The Final Lap
Sunday, 21 Jun 2026
Up high in the Alps where the winter winds blow,
The grand Bella Vista sat wrapped in the snow.
A kingdom of patients with pale, fading breath,
Who counted the days in the shadow of death.
There Clerfayt arrived in his roaring race car,
A flash of the world from the lowlands afar.
He came for a friend, but he stayed for a prize:
Lillian Dunkirk, with sparks in her eyes.
Her lungs were consumed by the mountain’s white frost,
But she loathed the safe prison where youth was being lost.
“I want to live now, not in years of delay!
Take me down to the valley before I decay.”
He laughed at her boldness, a daredevil soul,
Who raced against clocks with no safety or goal.
He took her away from the doctors and sheets,
To the glitter of Paris and sun-flooded streets.
Two drifters who lived on the edge of the knife,
Embracing the fever of transient life.
[…]
They spent all her money on dresses and wine,
And fancied their freedom was something divine.
For Clerfayt found purpose inside her wild grace,
A reason to halt his continuous race.
He wanted a home, and a ring for her hand,
A quiet future that they could command.
But Lillian shuddered to hear of a lease,
For a long-term devotion would shatter her peace.
She knew that her clock was fast running to zero,
And she would not burden her daredevil hero.
“Heaven has favorites,” she thought with a sigh,
“And those who are chosen are destined to die.”
So when he drove off for the Monza grand prize,
She packed up her suitcases, severing ties.
She planned to return to the peaks and the chill,
To leave him behind while he loved her still.
But fate plays a game that no mortal can scheme,
And tears through the fabric of every man’s dream.
[…]
On the asphalt of Monza, the engines roared loud,
A blur of metal before the wild crowd.
A sudden collision, a terrible crash—
And Clerfayt’s swift racer was broken to ash.
The man who faced death for the thrill of the sport
Was crushed on the track as his lifespan cut short.
She sat by his bedside and watched his life flee,
The survivor of storms dying sooner than she.
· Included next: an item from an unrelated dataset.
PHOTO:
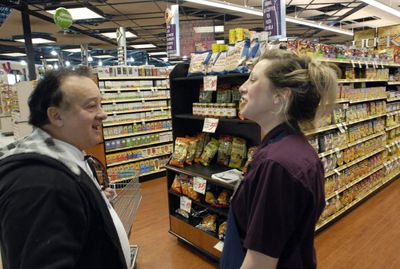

The racer was gone, and the theater was cleared,
And all of the safety she hated and feared
Was mocked by the silence that hung in the room:
The healthy man first to inherit the gloom.
She returned to the Alps as the autumn leaves fell,
To the grand Bella Vista, her familiar old cell.
Six weeks did she linger in sorrow and grace,
With a peaceful expression upon her pale face.
Then she choked on her blood as the morning grew bright,
And closed her tired eyes in the ultimate night.